A comparison of injection of local anesthetic through a catheter versus a needle for interscalene catheter placement has shown improved pain scores and reduced opioid requirements, suggesting that needle injection may be associated with secondary block failure.
According to the study, patients receiving local anesthesia via a catheter rather than a needle had better pain scores at 24 hours and lower opioid requirements in the PACU as well as at 24 hours.
“These results indicate that injection of local anesthetic via the catheter may provide better analgesia than injection through the needle prior to the insertion of a catheter,” said Daniel Moy, MD, from the Department of Anesthesiology and Perioperative and Pain Medicine at Stanford University School of Medicine, in California. “It’s possible that injection of local anesthetic through the needle may mask improper final placement of the catheter, which would obviously lead to poorer postoperative analgesia.”
Although the interscalene continuous peripheral nerve block is an effective regional anesthesia technique for prolonged analgesia after upper extremity surgery, as Dr. Moy noted, secondary block failure, defined as failure of the block catheter to provide postoperative analgesia, is a frequent known complication (J Hand Surg Am 2014;39:324-329).
“We hypothesized that injection of local anesthetic through the needle prior to the insertion of a catheter can lead to undiagnosed improper catheter placement, potentially resulting in a higher catheter failure rate compared to injection through the catheter only,” Dr. Moy said.
To test this hypothesis, Dr. Moy and his colleagues performed a retrospective chart review of all patients receiving an interscalene catheter for postoperative analgesia at a single institution from July 2015 to June 2016. Patients admitted for less than 24 hours and patients on greater than 30 milligram morphine equivalents (MME) per day were excluded from the study.
Investigators determined the injection technique by a procedure note in the electronic medical record. A secondary survey of the attending physicians was then performed to confirm injection technique and practices. Patients for whom injection technique could not be confirmed also were excluded from the study, the authors noted.

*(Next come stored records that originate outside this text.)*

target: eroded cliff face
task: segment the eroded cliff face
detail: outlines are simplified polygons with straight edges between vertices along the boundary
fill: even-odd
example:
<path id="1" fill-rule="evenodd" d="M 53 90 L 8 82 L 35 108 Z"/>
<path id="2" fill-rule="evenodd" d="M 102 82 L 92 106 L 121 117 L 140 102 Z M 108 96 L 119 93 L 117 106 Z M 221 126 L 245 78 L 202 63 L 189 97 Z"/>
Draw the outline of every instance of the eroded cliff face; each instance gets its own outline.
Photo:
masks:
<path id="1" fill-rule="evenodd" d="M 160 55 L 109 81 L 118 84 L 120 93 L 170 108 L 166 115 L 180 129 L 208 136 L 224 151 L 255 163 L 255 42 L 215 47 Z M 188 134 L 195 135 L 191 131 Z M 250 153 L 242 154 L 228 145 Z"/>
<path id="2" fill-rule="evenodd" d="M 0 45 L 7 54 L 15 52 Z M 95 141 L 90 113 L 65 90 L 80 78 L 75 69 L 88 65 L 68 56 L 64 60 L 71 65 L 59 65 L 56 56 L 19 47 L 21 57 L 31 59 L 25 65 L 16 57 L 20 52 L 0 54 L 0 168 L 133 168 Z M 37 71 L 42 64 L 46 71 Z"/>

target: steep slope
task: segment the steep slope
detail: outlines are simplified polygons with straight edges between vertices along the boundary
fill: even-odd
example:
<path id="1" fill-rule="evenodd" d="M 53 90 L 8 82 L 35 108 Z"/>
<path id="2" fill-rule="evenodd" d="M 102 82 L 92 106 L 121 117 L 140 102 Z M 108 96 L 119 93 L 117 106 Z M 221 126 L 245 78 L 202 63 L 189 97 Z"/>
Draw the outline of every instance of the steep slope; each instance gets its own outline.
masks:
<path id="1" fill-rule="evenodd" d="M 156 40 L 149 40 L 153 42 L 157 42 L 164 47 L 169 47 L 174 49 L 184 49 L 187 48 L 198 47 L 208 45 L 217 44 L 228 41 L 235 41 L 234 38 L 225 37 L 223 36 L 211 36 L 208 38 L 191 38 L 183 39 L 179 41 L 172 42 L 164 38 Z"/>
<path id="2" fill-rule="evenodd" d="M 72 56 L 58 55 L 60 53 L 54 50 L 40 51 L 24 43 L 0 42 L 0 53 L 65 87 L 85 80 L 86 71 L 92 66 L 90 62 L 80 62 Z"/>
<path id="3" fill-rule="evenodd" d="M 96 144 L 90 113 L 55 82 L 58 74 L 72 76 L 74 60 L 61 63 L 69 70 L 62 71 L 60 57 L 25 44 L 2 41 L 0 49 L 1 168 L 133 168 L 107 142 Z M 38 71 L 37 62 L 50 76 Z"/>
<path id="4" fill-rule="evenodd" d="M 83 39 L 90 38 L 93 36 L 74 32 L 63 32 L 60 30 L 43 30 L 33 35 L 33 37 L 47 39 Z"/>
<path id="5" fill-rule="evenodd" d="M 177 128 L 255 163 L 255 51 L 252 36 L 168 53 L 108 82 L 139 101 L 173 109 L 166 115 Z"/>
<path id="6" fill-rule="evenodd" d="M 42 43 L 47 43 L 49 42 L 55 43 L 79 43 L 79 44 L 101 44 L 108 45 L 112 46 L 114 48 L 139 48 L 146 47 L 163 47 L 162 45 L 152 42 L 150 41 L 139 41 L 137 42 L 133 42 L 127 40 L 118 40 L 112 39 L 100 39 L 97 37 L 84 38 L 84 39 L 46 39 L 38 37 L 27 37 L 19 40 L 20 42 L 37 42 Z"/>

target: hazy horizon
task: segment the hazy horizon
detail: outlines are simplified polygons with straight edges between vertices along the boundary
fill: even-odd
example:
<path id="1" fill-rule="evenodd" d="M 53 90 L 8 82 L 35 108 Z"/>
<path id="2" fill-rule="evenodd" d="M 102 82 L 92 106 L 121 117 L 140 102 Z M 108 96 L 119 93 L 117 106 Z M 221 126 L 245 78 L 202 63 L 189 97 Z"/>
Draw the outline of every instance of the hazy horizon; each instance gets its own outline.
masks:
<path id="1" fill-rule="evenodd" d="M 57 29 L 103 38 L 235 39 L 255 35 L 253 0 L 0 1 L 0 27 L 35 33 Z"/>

The study’s primary outcome was visual analog scale (VAS) pain scores at 7 a.m. post-op day 1. Secondary outcomes included opioid requirements in the PACU and 24 hours after discharge from the PACU.
A Unique Study
As Dr. Moy reported at the 2017 annual meeting of the American Society of Regional Anesthesia and Pain Medicine (abstract 3347), 306 patients received interscalene catheters for in-patient surgery during the study period, and 205 met the inclusion criteria.
“There was a bit of a size difference in our populations,” Dr. Moy acknowledged. “Twenty-four patients received injection of local anesthetic through the needle, and 181 received injections through the catheter.”
Despite the discrepancy in population size, however, primary and secondary outcomes met significance. Patients receiving injection via catheter had lower postoperative VAS pain scores compared with patients receiving the injection through the needle technique (2.3 vs. 3.4; P=0.0418). In addition, patients in the catheter group had lower opioid requirements in the PACU (17 vs. 31 MME; P=0.0445). Opioid requirements 24 hours after discharge from the PACU also were significantly lower in the catheter group compared with patients receiving injection through the needle (64 vs. 130 MME; P=0.0003).
Dr. Moy emphasized that head-to-head assessments of these techniques in the literature are limited. Only one prior study has compared these two injection modalities, he noted, but only to assess the effect on primary failure and not on secondary failure (Reg Anesth Pain Med 2007;32:296-302).
The study may be the first of its kind, but it still has limitations, Dr. Moy said, including its retrospective design. According to Dr. Moy, it’s possible that observed differences are linked to other factors, such as technical variations, within each supervising attending’s practice.
“At our institution, attendings have certain preferences with their injection technique,” Dr. Moy said. “Although all of our blocks were placed by trainees, either residents or fellows, there may be a difference in attending supervision, which would obviously be a confounding factor.”
Katharine Fleischmann, MD, an anesthesiologist at Massachusetts General Hospital, in Boston, asked Dr. Moy whether catheters are placed with hydrodissection at his institution.
“Saline is consistently used to hydrodissect at our institution, but to varying degrees,” Dr. Moy replied. “Syringes are usually loaded with 10 cc to 20 cc of saline, but all of this is rarely used.”
Lane Crawford, MD, an anesthesiologist at Massachusetts General Hospital, asked whether incidents of primary failure of a catheter were recognized with this analysis.
“Unfortunately, these data were not quite granular enough on our charting to capture that information, but that is something we would really like to know,” Dr. Moy said.